Изменить размер шрифта - +
Также, в виде первого шага к нормализации двусторонних контактов и жеста доброй воли, я намеревался сообщить Селивану, что отныне стану избегать прилюдной его атрибуции как «помойни» и «стеклянный хуй сосал», и призову к тому же иных фигурантов нашей возрастной группы.
Завидев меня, Селиван быстро сгреб со стола какие-то свои сокровища и оскалился, напоминая поганую крысу. Его раздвоенная заячья губа тут же украсилась гладкими мутно-нефритовыми потеками, пружинисто выпавшими из ноздрей, и я вновь почуял непереносимую старческо-нафталиновую вонь, исходящую от его байковой рубашки. Что-то щелкнуло, свет с закатного неба стал ярче, эга-литэ и фратернитэ мигом выдуло из моей головы, и я зловещим тоном поинтересовался, а какого хуя делает на взрослом столе помойня, которая в воскресенье сожрала все говно в базарном сортире? И че эта помойня только приныкала на свой вонючий карман? Селиван быстро сориентировался и технично съехал с поставленных перед ним вопросов, хитро вплетя в ответ сообщение, что все пошли по домам смотреть футбол и что играет «Спартак», а стало быть, и Папаев.
Забежав в свой подъезд, темный и прохладный, наполненный ревом и свистом толпы на стадионе, резкими выкриками Синявского, я машинально вспомнил только что состоявшийся, но уже полурастаявший и смутный поход к Бобрихе и подумал — нет, все же как хорошо, что я не пошел в Бобрихи. А вот остался бы, и тогда как бы я сейчас смотрел Папаева?

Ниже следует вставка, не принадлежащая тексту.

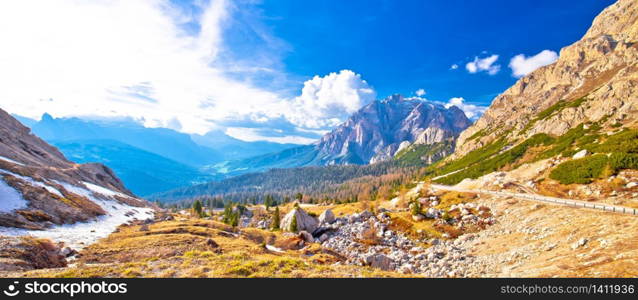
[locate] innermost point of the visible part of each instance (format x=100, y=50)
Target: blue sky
x=401, y=46
x=284, y=70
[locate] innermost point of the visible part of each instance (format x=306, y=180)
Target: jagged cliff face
x=381, y=128
x=40, y=188
x=601, y=69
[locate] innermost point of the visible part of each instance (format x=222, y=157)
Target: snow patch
x=10, y=198
x=80, y=235
x=11, y=161
x=274, y=249
x=102, y=190
x=34, y=182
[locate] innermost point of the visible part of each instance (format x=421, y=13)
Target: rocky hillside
x=381, y=129
x=41, y=189
x=594, y=80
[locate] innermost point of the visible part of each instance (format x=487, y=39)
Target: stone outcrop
x=54, y=189
x=304, y=221
x=377, y=131
x=601, y=68
x=327, y=217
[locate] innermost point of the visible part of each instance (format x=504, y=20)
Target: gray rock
x=305, y=222
x=304, y=235
x=580, y=154
x=379, y=261
x=327, y=217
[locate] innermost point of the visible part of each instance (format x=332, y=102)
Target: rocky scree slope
x=594, y=80
x=40, y=188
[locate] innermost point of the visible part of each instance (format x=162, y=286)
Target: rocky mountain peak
x=376, y=132
x=593, y=80
x=41, y=188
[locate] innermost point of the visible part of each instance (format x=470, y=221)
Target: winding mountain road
x=545, y=199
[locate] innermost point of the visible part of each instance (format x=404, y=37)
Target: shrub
x=293, y=224
x=582, y=170
x=619, y=161
x=497, y=162
x=415, y=207
x=197, y=208
x=625, y=141
x=276, y=219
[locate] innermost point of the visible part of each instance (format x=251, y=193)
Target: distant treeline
x=334, y=184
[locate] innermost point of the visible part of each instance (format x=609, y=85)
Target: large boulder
x=379, y=261
x=327, y=217
x=305, y=222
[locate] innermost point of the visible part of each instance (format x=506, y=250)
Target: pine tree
x=228, y=213
x=275, y=219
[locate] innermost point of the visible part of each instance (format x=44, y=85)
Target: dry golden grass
x=181, y=249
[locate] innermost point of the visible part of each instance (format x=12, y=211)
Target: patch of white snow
x=10, y=198
x=80, y=235
x=11, y=161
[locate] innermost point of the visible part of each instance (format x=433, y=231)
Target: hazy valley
x=543, y=184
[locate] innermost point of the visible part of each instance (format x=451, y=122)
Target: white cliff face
x=377, y=131
x=601, y=67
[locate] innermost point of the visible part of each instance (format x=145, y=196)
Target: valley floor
x=529, y=239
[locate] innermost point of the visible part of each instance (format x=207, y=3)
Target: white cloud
x=522, y=65
x=253, y=134
x=484, y=65
x=471, y=111
x=142, y=59
x=327, y=101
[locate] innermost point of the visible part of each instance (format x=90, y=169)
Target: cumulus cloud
x=522, y=65
x=472, y=112
x=162, y=64
x=121, y=58
x=327, y=101
x=486, y=64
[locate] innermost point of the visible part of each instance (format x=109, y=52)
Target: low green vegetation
x=476, y=135
x=489, y=164
x=617, y=152
x=554, y=109
x=415, y=155
x=581, y=171
x=577, y=136
x=473, y=157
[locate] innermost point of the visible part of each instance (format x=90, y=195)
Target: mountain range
x=40, y=188
x=375, y=133
x=149, y=160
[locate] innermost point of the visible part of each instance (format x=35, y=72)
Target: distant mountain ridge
x=142, y=171
x=149, y=160
x=377, y=132
x=40, y=188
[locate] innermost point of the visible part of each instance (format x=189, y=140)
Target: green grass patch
x=414, y=155
x=477, y=134
x=580, y=171
x=554, y=109
x=490, y=164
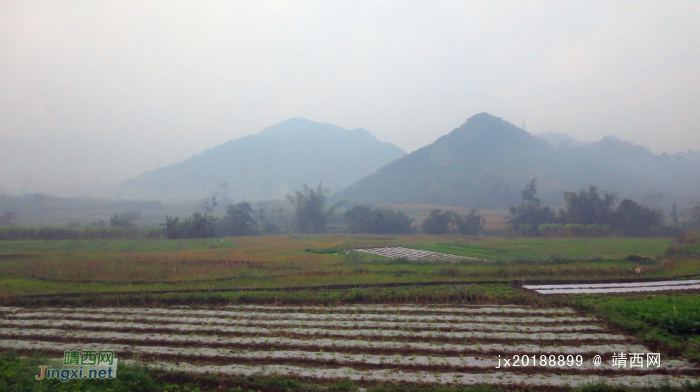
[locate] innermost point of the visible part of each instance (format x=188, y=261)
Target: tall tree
x=588, y=208
x=310, y=214
x=239, y=220
x=125, y=220
x=438, y=222
x=635, y=220
x=527, y=217
x=363, y=219
x=469, y=224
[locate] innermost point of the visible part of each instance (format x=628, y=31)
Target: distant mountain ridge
x=277, y=160
x=487, y=161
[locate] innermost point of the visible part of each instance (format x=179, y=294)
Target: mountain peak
x=272, y=163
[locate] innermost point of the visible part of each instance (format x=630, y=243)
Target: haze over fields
x=93, y=94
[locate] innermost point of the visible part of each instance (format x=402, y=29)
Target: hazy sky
x=99, y=91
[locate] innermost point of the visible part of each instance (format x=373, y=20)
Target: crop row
x=325, y=316
x=223, y=341
x=323, y=358
x=376, y=333
x=394, y=309
x=312, y=323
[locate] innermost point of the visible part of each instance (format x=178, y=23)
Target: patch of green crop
x=131, y=246
x=669, y=318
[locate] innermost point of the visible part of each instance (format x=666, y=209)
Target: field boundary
x=519, y=282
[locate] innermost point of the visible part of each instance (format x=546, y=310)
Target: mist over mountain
x=555, y=139
x=487, y=161
x=270, y=164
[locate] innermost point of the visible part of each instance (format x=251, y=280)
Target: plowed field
x=418, y=344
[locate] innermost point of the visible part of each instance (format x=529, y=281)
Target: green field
x=668, y=321
x=44, y=267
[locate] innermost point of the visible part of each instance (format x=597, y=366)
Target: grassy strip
x=473, y=294
x=663, y=319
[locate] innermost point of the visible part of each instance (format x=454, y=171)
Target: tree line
x=585, y=213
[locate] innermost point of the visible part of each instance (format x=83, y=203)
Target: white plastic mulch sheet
x=437, y=344
x=415, y=254
x=601, y=288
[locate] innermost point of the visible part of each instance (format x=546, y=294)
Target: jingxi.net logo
x=86, y=364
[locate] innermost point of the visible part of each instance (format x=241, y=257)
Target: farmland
x=446, y=336
x=44, y=267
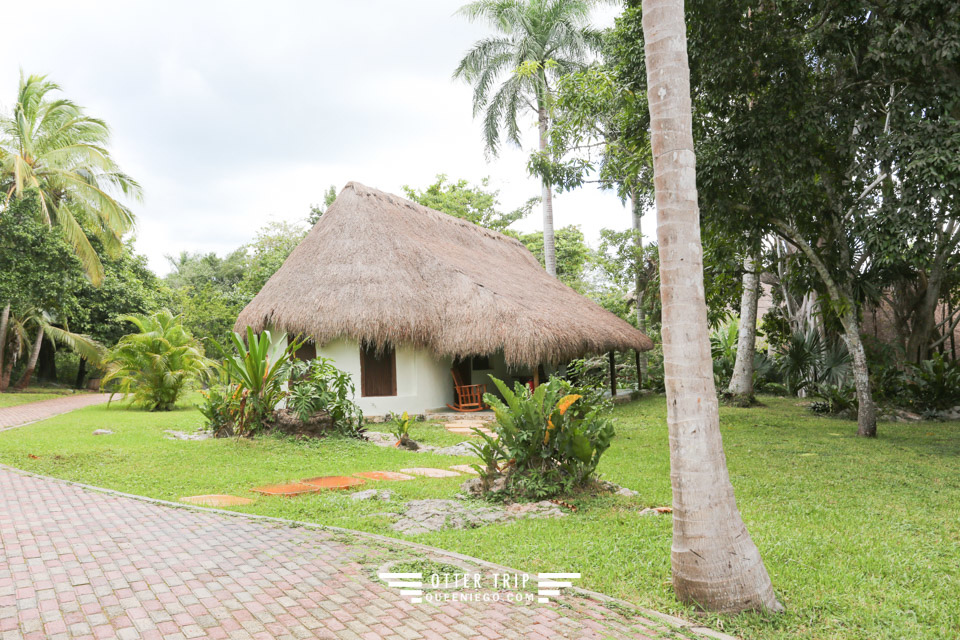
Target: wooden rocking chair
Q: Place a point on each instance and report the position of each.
(469, 396)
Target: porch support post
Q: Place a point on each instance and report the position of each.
(636, 353)
(613, 375)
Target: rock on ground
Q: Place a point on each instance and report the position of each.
(183, 435)
(424, 516)
(372, 494)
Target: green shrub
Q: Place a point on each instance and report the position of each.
(400, 427)
(258, 372)
(807, 360)
(157, 364)
(549, 440)
(835, 399)
(934, 383)
(319, 386)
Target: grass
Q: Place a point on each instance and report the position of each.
(31, 394)
(861, 537)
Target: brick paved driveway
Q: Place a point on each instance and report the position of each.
(78, 563)
(33, 411)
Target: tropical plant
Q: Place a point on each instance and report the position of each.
(51, 145)
(723, 349)
(44, 325)
(400, 427)
(157, 364)
(807, 360)
(834, 399)
(714, 561)
(537, 42)
(221, 404)
(550, 439)
(260, 368)
(319, 386)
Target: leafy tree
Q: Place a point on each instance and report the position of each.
(38, 271)
(156, 364)
(51, 145)
(316, 210)
(272, 246)
(129, 287)
(574, 257)
(210, 291)
(197, 269)
(538, 41)
(475, 203)
(45, 325)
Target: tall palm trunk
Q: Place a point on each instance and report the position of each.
(866, 408)
(8, 365)
(4, 321)
(638, 283)
(546, 194)
(741, 383)
(32, 363)
(715, 563)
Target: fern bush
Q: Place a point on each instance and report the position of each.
(549, 440)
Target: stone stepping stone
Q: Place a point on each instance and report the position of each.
(458, 427)
(465, 468)
(384, 475)
(430, 472)
(217, 500)
(289, 489)
(333, 482)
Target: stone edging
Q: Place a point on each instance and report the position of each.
(672, 621)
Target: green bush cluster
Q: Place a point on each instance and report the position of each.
(549, 440)
(262, 373)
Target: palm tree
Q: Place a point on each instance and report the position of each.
(45, 326)
(51, 145)
(158, 363)
(715, 563)
(538, 41)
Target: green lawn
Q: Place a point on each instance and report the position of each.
(31, 394)
(861, 537)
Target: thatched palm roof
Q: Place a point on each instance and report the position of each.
(380, 268)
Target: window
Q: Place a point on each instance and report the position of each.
(378, 371)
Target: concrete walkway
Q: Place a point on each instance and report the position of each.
(32, 411)
(80, 563)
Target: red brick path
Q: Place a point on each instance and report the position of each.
(33, 411)
(77, 563)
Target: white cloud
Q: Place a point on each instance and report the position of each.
(231, 114)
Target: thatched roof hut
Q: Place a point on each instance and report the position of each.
(380, 269)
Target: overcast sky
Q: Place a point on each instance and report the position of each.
(233, 114)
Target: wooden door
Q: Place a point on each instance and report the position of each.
(378, 371)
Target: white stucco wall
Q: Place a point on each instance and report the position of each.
(423, 380)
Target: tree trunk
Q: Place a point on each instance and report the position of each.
(47, 366)
(4, 321)
(925, 323)
(637, 215)
(715, 563)
(867, 410)
(546, 194)
(32, 363)
(741, 384)
(81, 373)
(8, 365)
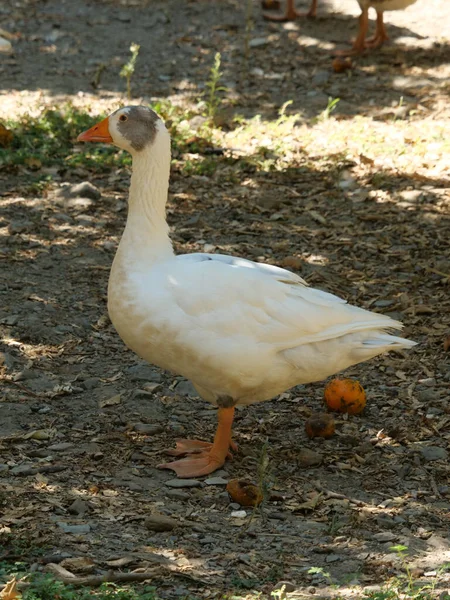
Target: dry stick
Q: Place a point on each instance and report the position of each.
(41, 469)
(22, 387)
(112, 577)
(330, 494)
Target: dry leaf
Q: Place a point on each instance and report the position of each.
(6, 136)
(110, 401)
(10, 591)
(39, 434)
(120, 562)
(310, 504)
(79, 564)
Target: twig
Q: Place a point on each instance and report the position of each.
(112, 577)
(22, 387)
(41, 469)
(330, 494)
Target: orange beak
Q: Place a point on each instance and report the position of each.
(98, 133)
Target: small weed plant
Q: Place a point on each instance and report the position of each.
(213, 99)
(128, 68)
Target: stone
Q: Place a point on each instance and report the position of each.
(79, 203)
(180, 483)
(60, 447)
(216, 481)
(431, 453)
(185, 388)
(158, 522)
(148, 428)
(178, 495)
(385, 536)
(85, 189)
(90, 383)
(333, 558)
(308, 458)
(144, 373)
(321, 78)
(74, 529)
(258, 42)
(287, 586)
(19, 226)
(78, 507)
(5, 46)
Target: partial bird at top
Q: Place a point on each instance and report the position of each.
(361, 43)
(241, 331)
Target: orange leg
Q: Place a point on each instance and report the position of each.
(206, 457)
(380, 36)
(359, 44)
(291, 13)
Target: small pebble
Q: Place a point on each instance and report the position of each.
(158, 522)
(74, 529)
(179, 483)
(78, 507)
(148, 428)
(60, 447)
(385, 536)
(287, 586)
(431, 453)
(216, 481)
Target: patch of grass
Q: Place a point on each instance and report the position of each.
(48, 140)
(47, 588)
(128, 68)
(213, 99)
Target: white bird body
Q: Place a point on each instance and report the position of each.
(237, 329)
(385, 5)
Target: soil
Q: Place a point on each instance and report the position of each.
(84, 422)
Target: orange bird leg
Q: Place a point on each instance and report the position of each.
(359, 44)
(291, 14)
(205, 458)
(312, 12)
(381, 35)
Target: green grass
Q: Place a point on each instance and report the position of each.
(49, 140)
(46, 588)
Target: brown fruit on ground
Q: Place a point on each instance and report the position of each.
(320, 425)
(345, 395)
(244, 492)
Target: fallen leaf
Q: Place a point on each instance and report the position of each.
(447, 343)
(33, 163)
(39, 434)
(110, 401)
(79, 564)
(120, 562)
(310, 504)
(6, 136)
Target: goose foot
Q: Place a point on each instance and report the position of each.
(205, 457)
(201, 463)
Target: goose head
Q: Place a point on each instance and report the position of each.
(132, 128)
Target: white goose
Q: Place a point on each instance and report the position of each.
(242, 332)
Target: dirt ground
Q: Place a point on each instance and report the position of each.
(84, 422)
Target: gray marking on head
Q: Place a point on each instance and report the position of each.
(140, 127)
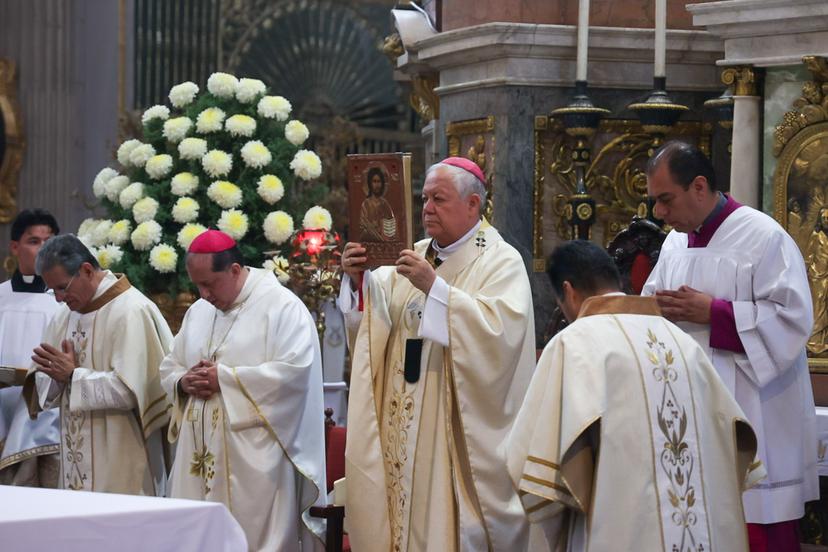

Терминатор как воля и представление

Сижу в очереди, стричься. Парикмахерская убогая, линолеум советский еще лежит, на стенах развешаны винтажные женские головки, попадаются даже из «Работницы» и «Огонька» (на лейкопластыре!), короче — кафе «Ностальжи». В очереди в основном пенсионеры, которым на стрижку собес талоны дает, работяга усталый и мальчик лет десяти-одиннадцати, может, и меньше. Я сижу и сочиняю мелкие пакости, как бы мне трубу бэ-ушную за лежаную впарить и где достать стенку шесть той же мерности, чтоб вся партия за нее прокатила. Приходит мысль — о, во как. Достаю трубку и набираю одного перца: Георгич, отторцуешь мне пять тонн газовой? И вдруг все это перекрывается — да не перекрывается даже, а разлетается, словно кремовый тортик под паровым молотом. От неожиданности я вылетаю на ту сторону так далеко, что боюсь дохнуть и какое-то время провожу в ступоре, созерцая лимонно-желтую задницу тетки, подымающейся на эскалаторе в четырех-пяти ступеньках от меня. Жопа колышется и вздрагивает, когда эскалатор переезжает какие-то внутренние неровности, а я пытаюсь переставлять руку на убегающем поручне так, чтоб на ней осталось минимально возможное количество грязи — это было в лето перед Олимпиадой, на станции Добрынинская, я ехал к матери в институт.
Эскалатор приносит меня обратно — в парикмахерской уже не тишь да гладь, в парикмахерской полный привет. Мальчишка колотит деда в сетчатой шляпе всей своей совсем не мальчишеской массой, да колотит так, словно хочет убить.
Я возвращаю глаза на мальчишку и деда. Дед пуст, внутри него только серые клубы пыли и какие-то обрывки, он выглядит как разбитая витрина, наклоняющаяся к чему-то маленькому, желтому и злому, очень похожему на рисованный глазастый автомобильчик из рекламы о том, как здорово жить на взятые в банке деньги. Злобный желток вибрирует и трясется — о как, думаю, че же дед-то ему сделал? И сам хорош, старый черт, связался с младенцем — а младенец-то вон какой шустрый, того и гляди замочит тебя, старого.
Внезапно мальчишка теряет к деду плотоядный интерес и замирает, его напор, не нашедший применения, споро впитывается в стены, оставляя лишь жирные капли, катящиеся по портретам наштукатуренных женщин с диковинно закрученными волосами. Я тоже успокаиваюсь и всплываю. Мальчишка сидит, опустив голову, и крутит в руках пластикового то ли монстра, то ли робота с подвижно сочлененными суставами.